We watch. The figure moves through the trees, a dark smudge against the white. He stops, kneeling to examine a print. My heart rate accelerates—eighty, ninety, one hundred. Nikolai’s finger is on the trigger guard of the SVD. He isn't shaking.

The hunter stands. He looks toward the cabin. I see the flash of binoculars.

Then, he turns east. He follows the slope away from us, disappearing into the thick pine forest.

“Close,” Nikolai whispers, his breath hitching.

“Yes.”

The scanner crackles, a new signal cutting through the room. It isn't encrypted. It isn't a burst. It is a wide-spectrum broadcast, designed to be heard by anyone with a receiver.

Nikolai adjusts the dial, clearing the hiss.

A voice emerges—formal, rapid-fire Russian.

“...unprecedented violence in the Moscow Oblast. Federal authorities have confirmed thirty-seven dead in what is being characterized as a coordinated assault on organized crime infrastructure. Explosions have been reported in the Presnensky District and Lyubertsy. A state of emergency has been declared...”

The war has gone public.

“...International sources suggest the violence is linked to the leak of Petrenko financial records.

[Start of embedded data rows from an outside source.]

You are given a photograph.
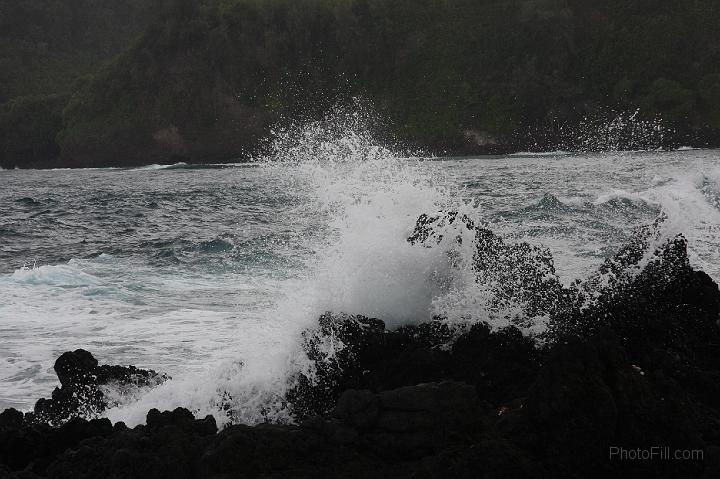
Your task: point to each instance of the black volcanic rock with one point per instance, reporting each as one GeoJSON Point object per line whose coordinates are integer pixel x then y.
{"type": "Point", "coordinates": [82, 381]}
{"type": "Point", "coordinates": [636, 367]}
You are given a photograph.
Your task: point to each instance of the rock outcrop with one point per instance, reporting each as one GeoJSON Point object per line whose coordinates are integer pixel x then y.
{"type": "Point", "coordinates": [631, 361]}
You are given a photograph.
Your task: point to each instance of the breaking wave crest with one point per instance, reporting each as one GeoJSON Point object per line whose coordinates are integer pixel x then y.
{"type": "Point", "coordinates": [392, 239]}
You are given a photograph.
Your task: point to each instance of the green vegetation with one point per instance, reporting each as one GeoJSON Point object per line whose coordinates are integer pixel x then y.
{"type": "Point", "coordinates": [206, 79]}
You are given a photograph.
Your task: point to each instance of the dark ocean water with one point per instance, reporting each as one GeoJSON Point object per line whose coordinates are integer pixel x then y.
{"type": "Point", "coordinates": [209, 273]}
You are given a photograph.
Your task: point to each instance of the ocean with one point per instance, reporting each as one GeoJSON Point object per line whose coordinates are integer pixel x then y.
{"type": "Point", "coordinates": [211, 273]}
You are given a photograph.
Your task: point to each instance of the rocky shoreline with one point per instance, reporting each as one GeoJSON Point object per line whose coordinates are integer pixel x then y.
{"type": "Point", "coordinates": [636, 370]}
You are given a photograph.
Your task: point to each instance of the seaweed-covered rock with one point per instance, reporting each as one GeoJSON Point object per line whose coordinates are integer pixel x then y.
{"type": "Point", "coordinates": [82, 381]}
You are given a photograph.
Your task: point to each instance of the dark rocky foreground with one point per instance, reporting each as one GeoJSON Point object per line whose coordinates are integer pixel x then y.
{"type": "Point", "coordinates": [630, 360]}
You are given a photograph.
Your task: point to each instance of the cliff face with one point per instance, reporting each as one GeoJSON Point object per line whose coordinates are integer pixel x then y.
{"type": "Point", "coordinates": [525, 74]}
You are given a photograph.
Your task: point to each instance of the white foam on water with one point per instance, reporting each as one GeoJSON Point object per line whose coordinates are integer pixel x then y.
{"type": "Point", "coordinates": [365, 201]}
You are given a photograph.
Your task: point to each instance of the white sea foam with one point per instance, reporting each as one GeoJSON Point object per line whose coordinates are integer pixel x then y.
{"type": "Point", "coordinates": [366, 201]}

Swiss prosecutors have confirmed they are freezing billions in assets. The Russian underworld is in a state of collapse...”

“They’re going scorched earth,” Nikolai says, his voice barely audible over the static. “They’re burning the evidence because they know the state is coming for them. They’re killing everyone who knows where the money is.”

He’s right. When the hammer of the state descends, the only response for men like Viktor and Ivan is to destroy the map.

“Our window is closed,” I say. “The mountain routes will be saturated with fleeing assets and government patrols within twenty-four hours. We move at dawn.”

“Can you travel?”

I look at the blood on my shirt, then at the steady hands of the man beside me.